Читать книгу "Гертруда - Герман Гессе"
Шрифт:
Интервал:
Закладка:
Я был спокойным и не то чтобы ленивым, но и не прилежным учеником, а в последний год и вовсе перестал стараться. В этом была повинна не моя леность и даже не влюбленность, а состояние юношеской мечтательности и равнодушия, притупление чувств и ума, которое лишь изредка внезапно и резко прерывалось, когда в один из дивных часов ранней творческой радости меня словно обволакивал эфир. Тогда я чувствовал себя погруженным в сверхпрозрачный, хрустальный воздух, в котором грезы и прозябание невозможны, где все чувства обострены и неустанно настороже. То, что родилось в эти часы, — это, быть может, с десяток мелодий и какие-то начатки гармонических построений; однако воздуха этих часов я никогда не забуду, сверхпрозрачного, почти холодного воздуха и напряженной сосредоточенности мыслей, дабы придать мелодии верное, единственно возможное и уже не случайное развитие и разрешение.
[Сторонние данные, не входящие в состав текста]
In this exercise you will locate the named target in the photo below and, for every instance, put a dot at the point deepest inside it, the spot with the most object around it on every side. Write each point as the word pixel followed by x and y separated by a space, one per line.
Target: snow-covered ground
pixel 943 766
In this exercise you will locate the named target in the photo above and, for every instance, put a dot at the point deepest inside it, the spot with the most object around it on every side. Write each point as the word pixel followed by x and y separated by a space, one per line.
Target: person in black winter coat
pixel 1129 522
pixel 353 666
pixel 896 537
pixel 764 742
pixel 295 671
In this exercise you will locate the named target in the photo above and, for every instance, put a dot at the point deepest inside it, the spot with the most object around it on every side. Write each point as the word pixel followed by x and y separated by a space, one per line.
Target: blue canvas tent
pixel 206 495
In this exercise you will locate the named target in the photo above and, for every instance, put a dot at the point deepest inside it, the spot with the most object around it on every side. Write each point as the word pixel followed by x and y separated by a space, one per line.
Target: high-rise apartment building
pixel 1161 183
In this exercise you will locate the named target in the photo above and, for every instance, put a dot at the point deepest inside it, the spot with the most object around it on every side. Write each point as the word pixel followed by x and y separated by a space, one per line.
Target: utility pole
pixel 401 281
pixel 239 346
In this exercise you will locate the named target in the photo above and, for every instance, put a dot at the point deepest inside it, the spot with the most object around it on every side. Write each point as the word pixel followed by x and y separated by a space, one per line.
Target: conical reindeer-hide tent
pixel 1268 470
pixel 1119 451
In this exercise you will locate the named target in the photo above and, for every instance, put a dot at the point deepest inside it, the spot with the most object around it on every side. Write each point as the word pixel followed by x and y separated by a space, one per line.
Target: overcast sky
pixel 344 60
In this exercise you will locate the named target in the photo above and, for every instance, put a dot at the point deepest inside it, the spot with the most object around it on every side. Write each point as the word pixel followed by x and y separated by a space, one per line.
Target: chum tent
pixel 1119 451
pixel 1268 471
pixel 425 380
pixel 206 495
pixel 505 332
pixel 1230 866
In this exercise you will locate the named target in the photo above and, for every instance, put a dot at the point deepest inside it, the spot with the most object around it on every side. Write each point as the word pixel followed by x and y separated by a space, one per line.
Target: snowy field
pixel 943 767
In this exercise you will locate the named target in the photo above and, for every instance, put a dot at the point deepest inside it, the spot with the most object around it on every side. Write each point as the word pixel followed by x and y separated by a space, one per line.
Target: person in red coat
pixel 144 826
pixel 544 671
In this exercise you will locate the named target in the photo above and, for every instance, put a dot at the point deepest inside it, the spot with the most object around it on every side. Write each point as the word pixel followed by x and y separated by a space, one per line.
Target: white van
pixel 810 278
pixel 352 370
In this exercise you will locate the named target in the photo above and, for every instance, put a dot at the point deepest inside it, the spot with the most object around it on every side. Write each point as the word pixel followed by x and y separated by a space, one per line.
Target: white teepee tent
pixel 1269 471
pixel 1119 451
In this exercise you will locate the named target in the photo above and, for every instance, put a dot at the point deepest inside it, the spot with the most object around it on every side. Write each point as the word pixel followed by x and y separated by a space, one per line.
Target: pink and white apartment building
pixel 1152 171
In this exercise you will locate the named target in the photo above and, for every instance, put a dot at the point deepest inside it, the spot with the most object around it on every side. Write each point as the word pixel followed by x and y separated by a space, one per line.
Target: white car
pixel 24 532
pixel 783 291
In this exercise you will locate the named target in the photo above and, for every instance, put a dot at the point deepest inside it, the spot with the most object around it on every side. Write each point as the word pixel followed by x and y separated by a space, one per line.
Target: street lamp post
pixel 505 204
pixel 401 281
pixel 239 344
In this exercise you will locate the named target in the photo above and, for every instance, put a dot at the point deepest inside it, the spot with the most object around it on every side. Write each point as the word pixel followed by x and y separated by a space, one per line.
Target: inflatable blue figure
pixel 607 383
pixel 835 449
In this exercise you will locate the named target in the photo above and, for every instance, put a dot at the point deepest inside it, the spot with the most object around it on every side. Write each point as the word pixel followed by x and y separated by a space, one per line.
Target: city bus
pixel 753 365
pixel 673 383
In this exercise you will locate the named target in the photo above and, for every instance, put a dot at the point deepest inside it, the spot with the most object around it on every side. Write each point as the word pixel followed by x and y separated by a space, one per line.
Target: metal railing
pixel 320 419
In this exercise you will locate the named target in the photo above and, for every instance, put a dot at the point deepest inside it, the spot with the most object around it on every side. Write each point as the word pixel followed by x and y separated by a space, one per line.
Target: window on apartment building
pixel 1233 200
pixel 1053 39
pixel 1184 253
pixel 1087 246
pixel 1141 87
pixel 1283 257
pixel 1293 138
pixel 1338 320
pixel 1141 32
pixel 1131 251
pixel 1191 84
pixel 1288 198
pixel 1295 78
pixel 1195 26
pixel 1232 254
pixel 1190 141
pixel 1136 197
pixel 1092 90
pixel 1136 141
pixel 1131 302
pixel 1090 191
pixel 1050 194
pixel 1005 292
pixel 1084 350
Доволен я этими маленькими успехами не был и никогда не считал их чем-то значительным и стоящим, но мне стало ясно, что в моей жизни не будет ничего столь желанного и важного, как повторение таких часов прозрачности и творчества.
При этом я знавал и дни мечтаний, когда я фантазировал на скрипке и упивался восторгом мимолетных наитий и колоритных настроений. Только вскоре я понял, что это было не творчество, а игра и баловство, которого я должен остерегаться. Я заметил, что предаваться своим мечтам и наслаждаться часами упоения — это совсем не то, что беспощадно и сознательно, как с врагами, сражаться с тайнами формы. И мне уже тогда приоткрылось, что настоящее творчество делает одиноким и требует от нас, чтобы мы в чем-то лишали себя житейских удовольствий.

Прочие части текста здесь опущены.